Arizona currently has among the highest COVID-19 death rates in the country, with an average 51 deaths per day, and a rate of 0.70 deaths per 100,000. In the midst of legal battles over the state’s refusal to adopt President Biden’s vaccine mandate for health facilities, 53% of Arizonans have been fully vaccinated against COVID-19. As community transmission levels remain high, some experts are warning of a potential “twindemic” this winter with the combined threat of COVID and the flu virus.
This month’s “5 Things We’re Watching” features a conversation with AzHHA’s new government relations director about how hospitals are approaching vaccine requirements for their employees, as well as how their staffing shortages continue to be a concern. Also featured in this newsletter: a legislator determined to expand postpartum coverage, calls for clearer health data collection for Black Arizonans, and an FQHC’s work to improve cultural competency for its patients.
If there’s something specific you’d like to see us report on, please don’t hesitate to let me know! I welcome your input. Thanks for reading!
Health Policy Reporter
State of Reform
1. Q&A: Rep. Kelli Butler is continuing her push for increased maternal health coverage
Democratic Rep. Kelli Butler is an active voice in state health policy and sits on the House Health and Human Services Committee. In this Q&A, Butler discusses her work to expand CHIP coverage, improve maternal health, and combat homelessness.
Butler is pushing to raise the CHIP income eligibility — which she says is among the “stingiest” in the country — to the US median, which would add around 20,000 more children to the program. She also wants the state to expand postpartum Medicaid coverage, citing a study showing 80% of pregnancy-related deaths in the state between 2016 and 2017 were preventable and that over one-third occurred between 42 days and one year postpartum.
2. AzHHA emphasizes severity of workforce shortage
With Arizona hospitals predicted to continue to struggle to meet demand for care through February, AzHHA’s new director of government relations, Meghan McCabe, says the state’s health care workforce shortage is members’ “top pain point.” She says AzHHA is working to educate policymakers about the need for more health care workers and to grow the education pipeline to bring in new staff.
McCabe, stating that AzHHA recognizes vaccines as one of the best strategies for mitigating COVID-19, says the organization is ensuring its members have access to all the vaccine information they need, but acknowledged that some workers will choose not to receive it. “We know there may be some staff who choose not to get vaccinated, and that’s the reality … our hospitals are ensuring that that education and information is available, [and] that people can make an evidence-based decision about getting vaccinated.”
3. North Country Health Care shares efforts to improve cultural competency
North Country Health Care, northern Arizona’s primary FQHC that serves over 50,000 patients across 12 rural communities, recently released its annual Cultural Competency Report, which details its efforts to address the SDOH of its patients. Roxana Contreras Cardiel, equity and inclusion specialist at NCHC, spoke with State of Reform reporter Soraya Marashi about the FQHC’s success in the area this past year, specifically highlighting the use of “integral” community health workers to improve language accessibility.
Cardiel also said the facility is focused on improving diversity, equity, and inclusion in its workforce.
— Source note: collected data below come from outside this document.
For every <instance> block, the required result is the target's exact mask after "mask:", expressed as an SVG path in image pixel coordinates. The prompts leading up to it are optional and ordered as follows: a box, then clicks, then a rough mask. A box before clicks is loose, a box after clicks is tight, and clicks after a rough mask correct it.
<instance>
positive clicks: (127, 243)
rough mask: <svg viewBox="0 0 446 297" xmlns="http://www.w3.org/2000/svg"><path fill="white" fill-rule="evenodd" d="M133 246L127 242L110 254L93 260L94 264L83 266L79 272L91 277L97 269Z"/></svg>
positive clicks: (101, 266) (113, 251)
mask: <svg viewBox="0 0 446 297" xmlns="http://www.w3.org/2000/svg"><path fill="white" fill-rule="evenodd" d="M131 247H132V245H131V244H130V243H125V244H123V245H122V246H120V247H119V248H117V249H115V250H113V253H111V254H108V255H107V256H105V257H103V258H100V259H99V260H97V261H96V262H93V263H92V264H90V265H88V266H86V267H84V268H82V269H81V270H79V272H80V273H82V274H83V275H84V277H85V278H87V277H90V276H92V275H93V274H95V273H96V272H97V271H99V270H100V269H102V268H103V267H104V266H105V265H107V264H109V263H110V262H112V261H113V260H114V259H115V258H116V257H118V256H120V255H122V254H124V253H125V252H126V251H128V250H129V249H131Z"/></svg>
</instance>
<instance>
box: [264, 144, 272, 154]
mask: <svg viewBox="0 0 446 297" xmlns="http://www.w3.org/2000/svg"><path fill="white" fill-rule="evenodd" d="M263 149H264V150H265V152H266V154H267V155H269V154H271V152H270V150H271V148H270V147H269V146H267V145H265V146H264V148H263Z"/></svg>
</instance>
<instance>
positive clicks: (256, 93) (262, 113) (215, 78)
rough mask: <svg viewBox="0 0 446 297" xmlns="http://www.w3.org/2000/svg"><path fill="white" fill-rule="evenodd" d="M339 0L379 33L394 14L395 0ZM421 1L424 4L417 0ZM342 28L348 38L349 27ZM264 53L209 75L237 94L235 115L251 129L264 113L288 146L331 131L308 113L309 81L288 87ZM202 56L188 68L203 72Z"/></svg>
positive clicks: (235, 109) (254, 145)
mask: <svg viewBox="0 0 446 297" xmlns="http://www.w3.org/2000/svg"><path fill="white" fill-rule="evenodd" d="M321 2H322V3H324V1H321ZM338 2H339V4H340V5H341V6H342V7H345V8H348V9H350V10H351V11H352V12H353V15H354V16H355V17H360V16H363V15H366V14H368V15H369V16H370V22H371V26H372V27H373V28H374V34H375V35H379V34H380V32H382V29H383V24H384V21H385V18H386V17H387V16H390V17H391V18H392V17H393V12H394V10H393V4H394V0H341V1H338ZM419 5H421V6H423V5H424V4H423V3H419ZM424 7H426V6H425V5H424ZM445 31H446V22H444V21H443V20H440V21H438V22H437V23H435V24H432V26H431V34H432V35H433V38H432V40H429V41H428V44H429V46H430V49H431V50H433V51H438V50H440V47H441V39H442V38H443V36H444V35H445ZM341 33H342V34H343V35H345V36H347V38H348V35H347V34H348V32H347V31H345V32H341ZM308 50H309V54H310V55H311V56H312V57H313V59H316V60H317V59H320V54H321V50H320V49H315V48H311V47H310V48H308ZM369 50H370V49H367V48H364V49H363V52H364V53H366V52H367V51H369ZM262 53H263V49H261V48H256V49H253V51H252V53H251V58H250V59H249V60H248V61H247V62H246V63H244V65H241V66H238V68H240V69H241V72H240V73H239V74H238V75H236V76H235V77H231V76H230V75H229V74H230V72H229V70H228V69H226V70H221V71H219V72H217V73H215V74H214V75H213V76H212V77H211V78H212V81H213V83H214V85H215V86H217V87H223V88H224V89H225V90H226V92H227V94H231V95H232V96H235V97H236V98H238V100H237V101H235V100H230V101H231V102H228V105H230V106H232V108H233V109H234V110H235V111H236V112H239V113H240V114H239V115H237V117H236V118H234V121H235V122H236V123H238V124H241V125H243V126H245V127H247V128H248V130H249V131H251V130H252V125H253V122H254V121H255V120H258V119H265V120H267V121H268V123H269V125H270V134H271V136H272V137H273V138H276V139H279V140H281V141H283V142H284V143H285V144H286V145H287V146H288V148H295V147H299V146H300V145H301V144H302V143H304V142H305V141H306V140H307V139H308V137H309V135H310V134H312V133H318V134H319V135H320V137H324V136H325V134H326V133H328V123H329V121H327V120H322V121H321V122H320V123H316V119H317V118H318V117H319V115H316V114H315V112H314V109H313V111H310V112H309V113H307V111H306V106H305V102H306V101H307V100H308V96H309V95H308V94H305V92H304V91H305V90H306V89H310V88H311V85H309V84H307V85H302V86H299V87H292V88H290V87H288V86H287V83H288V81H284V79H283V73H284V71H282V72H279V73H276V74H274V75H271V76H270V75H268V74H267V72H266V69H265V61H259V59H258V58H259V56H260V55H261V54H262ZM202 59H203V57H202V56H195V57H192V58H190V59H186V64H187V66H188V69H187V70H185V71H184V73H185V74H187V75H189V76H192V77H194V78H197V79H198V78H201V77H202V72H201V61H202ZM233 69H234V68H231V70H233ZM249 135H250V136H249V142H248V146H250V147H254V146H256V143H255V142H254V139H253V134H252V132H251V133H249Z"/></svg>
By fostering a diverse workforce and a sense of belonging among staff, she said, NCHC is able to bring that sense of community to the diverse population it serves and ultimately yield better health outcomes.
4. Health data collection lagging for Black Arizonans
The State of Black Arizona’s recent “Driving Local Investment in Black Arizonans” report highlights health disparities that continue to impact Arizona’s Black residents, including a lack of access to primary care and insurance coverage. SBAZ Executive Director Teniqua Broughton told State of Reform the state has failed to collect adequate COVID-19 data that’s specific to Black Arizonans and said the disaggregation of this data should be a priority.
The report shows that 11% Black Arizonans are uninsured, and one in four report not having access to a primary care physician. To begin addressing these inequities, Broughton said, the state needs to focus on improving its data collection for this demographic: “If you don’t prioritize disaggregated data, how can you make decisions for all Arizonans? For us to address our hardest inequities, we need to be able to speak for ourselves …”
5. Pfizer’s Bhash Parasuraman on the future of gene therapy
In the latest edition of our virtual “Leadership Series,” we hosted a conversation on the future of gene therapy with Bhash Parasuraman, vice president of value and access for rare disease and internal medicine at Pfizer. Parasuraman spoke with Host DJ Wilson about the promise of gene therapy for treating rare diseases, how to increase access to these treatments, and the policies she thinks need to be put in place to support them.
Parasuraman believes we might see more of these “promising” gene therapies come to market within the next decade. To increase affordability, she says the US needs to implement innovative payment models for these therapies: “These are going to be more expensive and that’s going to create some budget challenges, particularly for Medicaid … There needs to be mechanisms or policy changes in place to allow for different payment models.”